Friend shooting friend. Women and babies being slaughtered like dumb animals. This was better than the Civil War.
“I love it!” the mercenary yelled. “Oh, I love it.”
He turned up the volume. “And it looks like about two hundred or more people dead or dying,” the unknown Rebel from north Georgia said to Ben Raines. “Most of them are women and kids. It's bad, General. The camp is still in a lot of confusion. But we think we've put down the coup attempt. Willette and his immediate group got away.”
“But not before they killed the prisoners?” Ben radioed from the depths of the Sumter National Forest.
“Yes, sir. And many of the young Rebels who joined Willette ran off into the deep timber, after grabbing a lot of ammo and other supplies. We have teams out looking for them.”
In South Carolina, Ben released the mic button and cussed.
“Probably cussing a blue streak of profanity,” Hartline said with a mocking, knowing smile. The mercenary was as freelance now as when he was working for the CIA in Laos in the early seventies, for the Mozambique-based units of SWAPO in the late seventies, for Qaddafi out of Libya in the early eighties, and for the Russian IPF forces only recently. Sam Hartline answered, totally, to no master. His services, his army, was for hire to the highest bidder; and unlike most mercs, Hartline would switch sides as quickly as a snake strikes—money was the only master.
Of late, though, money was no good. It was power and women Hartline sought. And now he had broken, temporarily and very amicably, with the Russian general, Striganov, and his IPF forces. Hartline pulled his army out with him.
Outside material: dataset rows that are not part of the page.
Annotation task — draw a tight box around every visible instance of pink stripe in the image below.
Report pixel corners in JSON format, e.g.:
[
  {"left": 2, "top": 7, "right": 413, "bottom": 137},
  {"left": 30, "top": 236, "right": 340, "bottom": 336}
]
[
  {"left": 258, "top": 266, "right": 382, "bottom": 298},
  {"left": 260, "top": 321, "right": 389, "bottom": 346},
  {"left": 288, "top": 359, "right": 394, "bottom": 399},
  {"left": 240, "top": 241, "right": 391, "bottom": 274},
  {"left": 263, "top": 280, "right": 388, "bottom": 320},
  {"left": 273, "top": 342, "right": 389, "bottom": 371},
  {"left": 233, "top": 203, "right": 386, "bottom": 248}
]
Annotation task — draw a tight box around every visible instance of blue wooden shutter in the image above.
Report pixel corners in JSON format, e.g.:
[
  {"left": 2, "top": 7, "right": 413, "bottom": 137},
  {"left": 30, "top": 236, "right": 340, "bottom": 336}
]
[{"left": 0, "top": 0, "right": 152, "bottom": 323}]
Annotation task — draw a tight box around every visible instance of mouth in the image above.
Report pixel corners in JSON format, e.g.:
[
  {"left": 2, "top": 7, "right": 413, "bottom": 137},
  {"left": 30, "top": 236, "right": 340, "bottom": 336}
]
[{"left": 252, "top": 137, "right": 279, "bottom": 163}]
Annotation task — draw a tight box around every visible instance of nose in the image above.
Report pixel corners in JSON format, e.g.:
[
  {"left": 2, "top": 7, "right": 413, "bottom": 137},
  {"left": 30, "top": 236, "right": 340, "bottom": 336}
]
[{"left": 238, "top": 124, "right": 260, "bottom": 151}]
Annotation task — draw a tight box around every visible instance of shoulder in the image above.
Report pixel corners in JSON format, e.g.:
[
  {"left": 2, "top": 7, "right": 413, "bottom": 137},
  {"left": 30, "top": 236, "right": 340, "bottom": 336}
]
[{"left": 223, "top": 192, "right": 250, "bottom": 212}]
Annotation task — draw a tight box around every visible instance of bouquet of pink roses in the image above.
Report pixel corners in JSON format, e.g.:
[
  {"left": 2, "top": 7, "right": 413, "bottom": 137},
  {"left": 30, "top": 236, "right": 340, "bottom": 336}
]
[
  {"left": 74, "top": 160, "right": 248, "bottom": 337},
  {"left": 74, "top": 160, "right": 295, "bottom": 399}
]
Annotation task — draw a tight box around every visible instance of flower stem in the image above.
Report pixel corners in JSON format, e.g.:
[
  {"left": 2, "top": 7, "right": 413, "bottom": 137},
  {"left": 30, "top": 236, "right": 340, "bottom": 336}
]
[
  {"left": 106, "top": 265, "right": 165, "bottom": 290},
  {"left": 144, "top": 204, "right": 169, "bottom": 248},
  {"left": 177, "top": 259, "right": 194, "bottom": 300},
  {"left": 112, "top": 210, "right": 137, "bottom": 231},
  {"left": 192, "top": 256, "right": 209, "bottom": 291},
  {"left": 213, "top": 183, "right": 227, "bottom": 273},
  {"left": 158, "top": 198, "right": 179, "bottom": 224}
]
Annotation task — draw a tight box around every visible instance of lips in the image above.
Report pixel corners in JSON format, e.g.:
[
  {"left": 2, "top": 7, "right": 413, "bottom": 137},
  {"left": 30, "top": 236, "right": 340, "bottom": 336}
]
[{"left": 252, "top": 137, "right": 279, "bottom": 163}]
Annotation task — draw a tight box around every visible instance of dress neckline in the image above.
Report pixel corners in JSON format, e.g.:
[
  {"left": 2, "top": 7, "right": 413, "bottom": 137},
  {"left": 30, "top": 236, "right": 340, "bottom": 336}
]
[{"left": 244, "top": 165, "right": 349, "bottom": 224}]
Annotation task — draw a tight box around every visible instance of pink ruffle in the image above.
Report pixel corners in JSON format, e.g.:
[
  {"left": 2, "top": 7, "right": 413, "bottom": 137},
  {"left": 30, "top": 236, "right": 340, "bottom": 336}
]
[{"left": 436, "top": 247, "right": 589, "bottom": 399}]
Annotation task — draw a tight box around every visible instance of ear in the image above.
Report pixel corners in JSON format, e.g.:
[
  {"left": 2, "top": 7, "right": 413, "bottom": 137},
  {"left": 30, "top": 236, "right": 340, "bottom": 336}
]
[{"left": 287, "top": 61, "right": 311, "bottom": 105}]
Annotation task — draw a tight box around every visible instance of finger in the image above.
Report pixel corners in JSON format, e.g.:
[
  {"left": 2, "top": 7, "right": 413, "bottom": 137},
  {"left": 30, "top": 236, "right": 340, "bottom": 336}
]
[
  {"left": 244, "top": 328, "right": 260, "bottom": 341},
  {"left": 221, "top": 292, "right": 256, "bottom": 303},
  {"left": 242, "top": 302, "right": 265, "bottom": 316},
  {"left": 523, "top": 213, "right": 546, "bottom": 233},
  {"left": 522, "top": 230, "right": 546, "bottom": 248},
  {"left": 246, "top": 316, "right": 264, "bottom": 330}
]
His army was a short combat battalion of thugs and perverts and malcontents. Hartline was looking for Tony Silver. Tony was a man Hartline could understand, for although Hartline would not admit it—indeed, he did not know it—he was as mentally twisted as Silver. Hartline enjoyed torturing people. He enjoyed listening to women scream in pain and sexual humiliation. He enjoyed breaking people, mentally and physically, reducing them to slaves, eager to do his bidding, however perverted and cruel it might be—and usually was.
His men were as twisted as Hartline, most of them—but just like Hartline, they were excellent soldiers, understanding tactics and logistics and weapons and discipline.
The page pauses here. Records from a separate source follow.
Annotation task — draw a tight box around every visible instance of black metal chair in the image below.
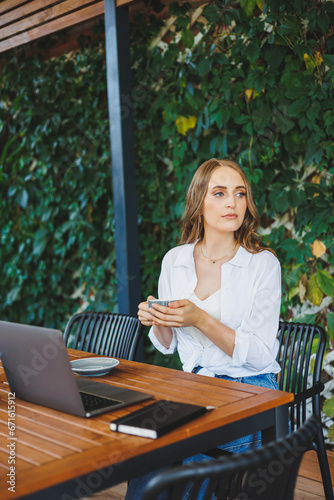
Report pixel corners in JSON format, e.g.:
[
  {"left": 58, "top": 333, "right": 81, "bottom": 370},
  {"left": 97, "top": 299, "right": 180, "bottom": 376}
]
[
  {"left": 277, "top": 322, "right": 333, "bottom": 500},
  {"left": 64, "top": 311, "right": 142, "bottom": 360},
  {"left": 141, "top": 416, "right": 320, "bottom": 500}
]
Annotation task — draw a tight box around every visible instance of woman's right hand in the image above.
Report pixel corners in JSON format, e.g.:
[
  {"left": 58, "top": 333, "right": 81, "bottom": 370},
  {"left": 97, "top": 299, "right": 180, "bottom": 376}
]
[{"left": 138, "top": 295, "right": 155, "bottom": 326}]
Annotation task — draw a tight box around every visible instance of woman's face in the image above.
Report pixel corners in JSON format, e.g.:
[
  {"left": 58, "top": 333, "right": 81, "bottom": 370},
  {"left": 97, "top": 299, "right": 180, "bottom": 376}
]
[{"left": 203, "top": 167, "right": 247, "bottom": 232}]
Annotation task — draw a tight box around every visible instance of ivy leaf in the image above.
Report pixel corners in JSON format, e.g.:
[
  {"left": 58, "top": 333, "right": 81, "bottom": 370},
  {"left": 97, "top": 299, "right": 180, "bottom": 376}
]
[
  {"left": 322, "top": 54, "right": 334, "bottom": 67},
  {"left": 317, "top": 10, "right": 331, "bottom": 32},
  {"left": 240, "top": 0, "right": 256, "bottom": 16},
  {"left": 16, "top": 189, "right": 29, "bottom": 209},
  {"left": 203, "top": 5, "right": 221, "bottom": 23},
  {"left": 198, "top": 58, "right": 212, "bottom": 76},
  {"left": 316, "top": 268, "right": 334, "bottom": 297},
  {"left": 307, "top": 274, "right": 324, "bottom": 306},
  {"left": 181, "top": 29, "right": 195, "bottom": 49},
  {"left": 175, "top": 116, "right": 197, "bottom": 135},
  {"left": 245, "top": 41, "right": 261, "bottom": 62}
]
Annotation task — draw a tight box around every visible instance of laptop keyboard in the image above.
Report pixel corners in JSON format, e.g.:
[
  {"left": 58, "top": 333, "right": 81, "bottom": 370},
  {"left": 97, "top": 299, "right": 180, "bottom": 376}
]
[{"left": 79, "top": 391, "right": 122, "bottom": 412}]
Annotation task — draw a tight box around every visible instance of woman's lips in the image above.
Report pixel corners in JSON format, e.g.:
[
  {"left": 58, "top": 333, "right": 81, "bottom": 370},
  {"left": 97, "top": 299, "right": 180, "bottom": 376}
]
[{"left": 223, "top": 214, "right": 238, "bottom": 219}]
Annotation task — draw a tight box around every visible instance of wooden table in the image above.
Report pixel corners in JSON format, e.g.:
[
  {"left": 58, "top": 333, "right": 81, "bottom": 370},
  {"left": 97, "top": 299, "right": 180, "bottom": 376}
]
[{"left": 0, "top": 350, "right": 293, "bottom": 500}]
And that was something Tony's men were not: good soldiers. But once Hartline got them under his command, he would whip them into shape, both mentally and physically.
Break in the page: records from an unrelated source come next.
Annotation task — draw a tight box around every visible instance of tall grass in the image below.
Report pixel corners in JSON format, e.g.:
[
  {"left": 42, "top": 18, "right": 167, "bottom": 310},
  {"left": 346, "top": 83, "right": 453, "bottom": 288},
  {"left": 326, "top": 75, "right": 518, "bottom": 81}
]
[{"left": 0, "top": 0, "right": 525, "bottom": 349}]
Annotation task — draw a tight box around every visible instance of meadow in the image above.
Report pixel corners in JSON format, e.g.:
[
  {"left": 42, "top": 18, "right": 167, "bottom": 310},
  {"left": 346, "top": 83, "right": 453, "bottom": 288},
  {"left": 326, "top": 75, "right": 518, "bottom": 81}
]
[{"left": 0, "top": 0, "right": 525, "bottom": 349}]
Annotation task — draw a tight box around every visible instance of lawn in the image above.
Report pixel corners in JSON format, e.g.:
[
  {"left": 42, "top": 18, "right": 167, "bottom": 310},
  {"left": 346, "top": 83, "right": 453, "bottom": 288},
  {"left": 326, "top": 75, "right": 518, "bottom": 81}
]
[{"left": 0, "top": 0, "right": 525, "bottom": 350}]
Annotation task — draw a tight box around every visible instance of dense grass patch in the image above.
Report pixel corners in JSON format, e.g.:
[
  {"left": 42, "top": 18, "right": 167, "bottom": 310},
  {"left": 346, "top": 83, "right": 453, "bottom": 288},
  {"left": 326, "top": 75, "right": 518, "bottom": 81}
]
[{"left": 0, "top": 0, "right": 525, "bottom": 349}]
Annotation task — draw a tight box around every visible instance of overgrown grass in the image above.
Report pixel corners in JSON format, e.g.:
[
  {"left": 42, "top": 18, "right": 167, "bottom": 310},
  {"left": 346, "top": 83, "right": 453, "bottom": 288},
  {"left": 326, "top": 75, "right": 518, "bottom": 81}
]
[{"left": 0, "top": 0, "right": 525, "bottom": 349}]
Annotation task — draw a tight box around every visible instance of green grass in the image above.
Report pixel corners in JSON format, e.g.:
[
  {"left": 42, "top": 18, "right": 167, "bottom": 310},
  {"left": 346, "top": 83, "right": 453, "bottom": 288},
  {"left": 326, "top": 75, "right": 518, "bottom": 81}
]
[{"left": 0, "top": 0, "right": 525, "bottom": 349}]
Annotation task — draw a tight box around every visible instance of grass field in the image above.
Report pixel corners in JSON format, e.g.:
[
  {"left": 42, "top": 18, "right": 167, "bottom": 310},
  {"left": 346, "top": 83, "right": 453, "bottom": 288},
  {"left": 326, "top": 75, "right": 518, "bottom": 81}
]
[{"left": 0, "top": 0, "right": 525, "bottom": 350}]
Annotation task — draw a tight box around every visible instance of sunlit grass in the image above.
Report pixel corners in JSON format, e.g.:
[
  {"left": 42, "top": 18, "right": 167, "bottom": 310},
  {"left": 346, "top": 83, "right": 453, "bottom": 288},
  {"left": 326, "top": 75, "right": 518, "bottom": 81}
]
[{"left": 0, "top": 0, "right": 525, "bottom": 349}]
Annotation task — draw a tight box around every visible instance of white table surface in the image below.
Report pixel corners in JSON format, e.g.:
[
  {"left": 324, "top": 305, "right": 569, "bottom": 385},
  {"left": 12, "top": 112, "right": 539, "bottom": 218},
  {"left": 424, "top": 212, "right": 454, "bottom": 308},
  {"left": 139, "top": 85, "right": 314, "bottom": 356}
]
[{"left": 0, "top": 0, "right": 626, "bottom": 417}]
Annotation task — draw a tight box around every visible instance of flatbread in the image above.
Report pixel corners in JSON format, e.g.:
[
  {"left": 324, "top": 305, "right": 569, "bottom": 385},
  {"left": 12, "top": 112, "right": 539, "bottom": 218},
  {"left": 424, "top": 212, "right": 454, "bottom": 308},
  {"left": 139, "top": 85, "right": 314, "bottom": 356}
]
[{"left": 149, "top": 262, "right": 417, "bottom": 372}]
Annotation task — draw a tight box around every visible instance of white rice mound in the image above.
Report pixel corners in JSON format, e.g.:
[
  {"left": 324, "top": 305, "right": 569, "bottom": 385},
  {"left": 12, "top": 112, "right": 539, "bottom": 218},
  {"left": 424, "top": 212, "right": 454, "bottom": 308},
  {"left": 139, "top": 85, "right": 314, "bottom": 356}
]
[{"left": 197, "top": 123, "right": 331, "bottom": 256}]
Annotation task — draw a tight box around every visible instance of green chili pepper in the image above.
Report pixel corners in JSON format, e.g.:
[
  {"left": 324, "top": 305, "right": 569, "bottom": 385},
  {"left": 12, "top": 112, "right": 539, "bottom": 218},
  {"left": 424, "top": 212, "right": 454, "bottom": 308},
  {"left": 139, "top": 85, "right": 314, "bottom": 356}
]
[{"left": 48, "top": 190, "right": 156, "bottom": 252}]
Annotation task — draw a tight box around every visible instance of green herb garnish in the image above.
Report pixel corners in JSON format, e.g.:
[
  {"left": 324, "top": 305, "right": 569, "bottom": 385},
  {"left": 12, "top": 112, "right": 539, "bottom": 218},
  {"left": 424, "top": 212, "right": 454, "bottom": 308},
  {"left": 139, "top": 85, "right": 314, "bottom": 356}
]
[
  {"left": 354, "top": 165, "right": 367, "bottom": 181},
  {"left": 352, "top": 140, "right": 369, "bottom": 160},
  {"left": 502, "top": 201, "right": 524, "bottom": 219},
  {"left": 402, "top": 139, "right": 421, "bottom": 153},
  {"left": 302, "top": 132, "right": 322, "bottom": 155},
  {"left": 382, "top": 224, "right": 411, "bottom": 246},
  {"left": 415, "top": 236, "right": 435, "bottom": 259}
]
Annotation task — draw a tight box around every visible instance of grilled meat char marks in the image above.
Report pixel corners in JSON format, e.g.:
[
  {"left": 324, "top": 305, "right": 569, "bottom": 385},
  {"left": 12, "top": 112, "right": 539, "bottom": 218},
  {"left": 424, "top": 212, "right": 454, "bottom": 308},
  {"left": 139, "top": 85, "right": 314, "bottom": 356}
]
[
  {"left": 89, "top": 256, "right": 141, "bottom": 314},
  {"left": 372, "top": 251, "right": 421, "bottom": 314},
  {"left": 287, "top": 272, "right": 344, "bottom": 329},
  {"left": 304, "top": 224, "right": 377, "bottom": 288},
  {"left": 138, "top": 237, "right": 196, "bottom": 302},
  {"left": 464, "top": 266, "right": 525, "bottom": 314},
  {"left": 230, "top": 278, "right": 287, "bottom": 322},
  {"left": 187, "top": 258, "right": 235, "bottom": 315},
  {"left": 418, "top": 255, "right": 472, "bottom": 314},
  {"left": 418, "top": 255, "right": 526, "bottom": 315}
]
Sam Hartline and Ben Raines had one thing in common: They were both fine soldiers. Any similarity ended there.
Hartline turned cold eyes to his radioman. “You have them located yet?”
“Yes, sir. They're in the Sumter National Forest in South Carolina.”
“Very well. We'll let those foolish people who call themselves the Ninth Order suffer some losses trying to take Ben Raines. They'll fail. I don't care how they have him outnumbered, they won't take him. His troops are too good. With any kind of luck, Raines will suffer some casualties. We'll take him on his way out.”
He turned to a man standing quietly in the darkness, just outside the open door at the rear of the truck. “How are the men, Captain?”
“Well rested and spoiling for a good fight, sir. They're getting fat and lazy with nothing to do.”
“Well, if we tangle with Raines' people, they'll damn sure have a good fight on their hands,” Hartline assured the man.
“Looking forward to it, sir.”
“Yes. So am I.”
“Transmissions from the Ninth Order commanders to the men planning to attack Raines, sir,” the radio operator said. “They just received the go-ahead.”
“Good,” Hartline said with a smile, rubbing his hands together. He turned once more to the captain. “Get the men up and moving. Warm up the trucks. I want us to be east of the ruins of Atlanta by dawn.”
“Yes, sir.”
Hartline said, “You've got a hundred tired troops, Raines. I've got five hundred fresh ones. This time, you bastard, I'm going to kill you.”